Le Catacombe di Priscilla, situate sulla Via Salaria, sono le più importanti di Roma. La quantità di martiri sepolti nei suoi corridoi ne ha fatto un luogo di pellegrinaggio eccezionale nel Medioevo.

Oltre a sarcofagi, feretri e nicchie, le Catacombe di Priscilla ospitano collezioni di affreschi che conservano ancora in buona misura il colore originale.

Tra questi, spicca uno che potrebbe essere la prima immagine conosciuta della Vergine Maria.

In genere si accetta che le prime immagini mariane conosciute risalgano al V secolo, dopo che il Concilio di Efeso, del 431, dopo aver combattuto l’eresia nestoriana affermò la maternità divina di Maria, attribuendole da quel momento il titolo di Theotokos, Madre di Dio.

Questo dato, che non è di poco conto, ha messo in dubbio il fatto che questa sia in effetti la prima rappresentazione mariana conosciuta, facendo avanzare l’ipotesi che si tratti invece solo del ritratto di una donna con suo figlio, probabilmente sepolti nelle catacombe.

Per altri storici dell’arte, la presenza della figura a sinistra è rivelatrice. Se la figura, che sembra rivolgersi alla donna, fosse l’Arcangelo Gabriele, saremmo forse in presenza della prima rappresentazione dell’Annunciazione, lì nel cosiddetto “arenario centrale”.

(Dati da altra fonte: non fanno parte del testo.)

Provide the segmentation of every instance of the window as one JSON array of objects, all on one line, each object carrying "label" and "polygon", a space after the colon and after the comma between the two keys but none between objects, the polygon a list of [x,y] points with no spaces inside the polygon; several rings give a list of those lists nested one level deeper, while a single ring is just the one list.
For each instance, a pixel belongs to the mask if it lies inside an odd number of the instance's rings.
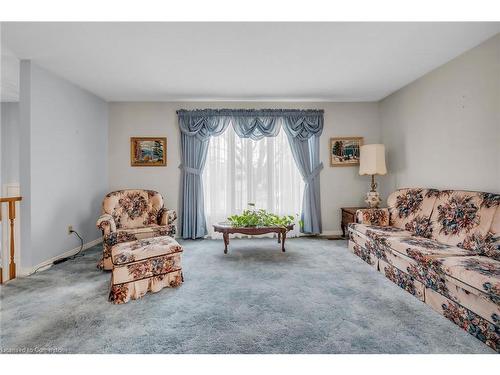
[{"label": "window", "polygon": [[222,135],[210,138],[203,184],[211,237],[220,236],[214,236],[212,224],[240,214],[248,203],[278,215],[295,216],[290,235],[299,233],[304,183],[283,130],[276,137],[253,141],[238,137],[228,126]]}]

Nuovi ritrovamenti nelle Catacombe di Priscilla, nella sezione nota come “La Cappella Sistina Paleocristiana”, sembrano tuttavia aver offerto , insieme a nuovi affreschi nei quali sarebbero rappresentati la resurrezione di Lazzaro, Santa Felicita e due dei suoi figli (i martiri Filippo e Felice), un’altra immagine di una donna con un bambino in braccio che apparentemente corrisponderebbe sempre alla Vergine Maria. L’opera di identificazione dell’immagine è ora nelle mani non più degli archeologi, ma degli iconografi e degli storici dell’arte incaricati dell’indagine.